Mitochondrial disorders constitute a group of clinically and genetically heterogeneous diseases for which molecular diagnosis has been a challenge. The current procedures for diagnosis of mitochondrial DNA deletion and depletion syndromes based on Southern analysis and quantitative polymerase chain reaction are particularly inefficient for determining important parameters of deletion endpoints and percent heteroplasmy. We have developed an improved approach for routine analyses of these disorders in a clinical laboratory.


A custom-designed oligonucleotide array-based comparative genomic hybridization platform was developed to provide both tiled coverage of the entire 16.6-kb mitochondrial genome and high-density coverage of nuclear genes involved in mitochondrial biogenesis and function, for quick evaluation of mitochondrial DNA deletion and depletion.
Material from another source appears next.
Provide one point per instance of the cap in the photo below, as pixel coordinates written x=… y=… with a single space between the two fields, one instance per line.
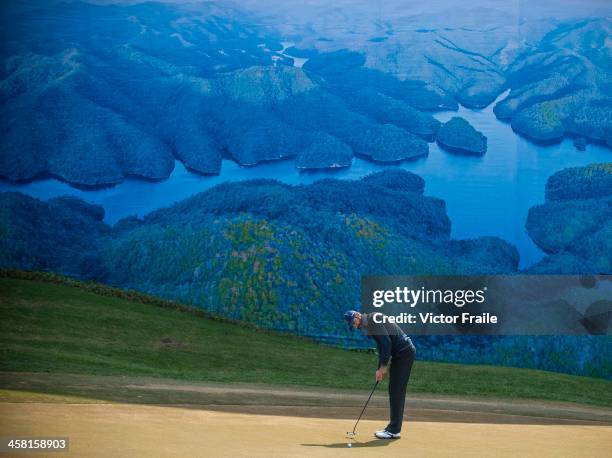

For initial validation, the performance of this array was characterized in 20 samples with known mitochondrial DNA deletions and 12 with apparent depletions. All previously known deletions were clearly detected and the break points were correctly identified by the oligonucleotide array-based comparative genomic hybridization, within the limits of resolution of the array. The extent of mitochondrial DNA depletion and the percentage of deletion heteroplasmy were estimated using an automated computational approach that gave results comparable to previous methods. Conclusions from subsequent application of this approach with >300 new clinical samples have been in 100% concordance with those from standard methods. Finally, for one sample, we were able to identify an intragenic deletion in a nuclear gene that was responsible for the observed mitochondrial DNA depletion.


We conclude that this custom array is capable of reliably detecting mitochondrial DNA deletion with elucidation of the deletion break points and the percentage of heteroplasmy. In addition, simultaneous detection of the copy number changes in both nuclear and mitochondrial genomes makes this dual genome array of tremendous value in the diagnoses of mitochondrial DNA depletion syndromes.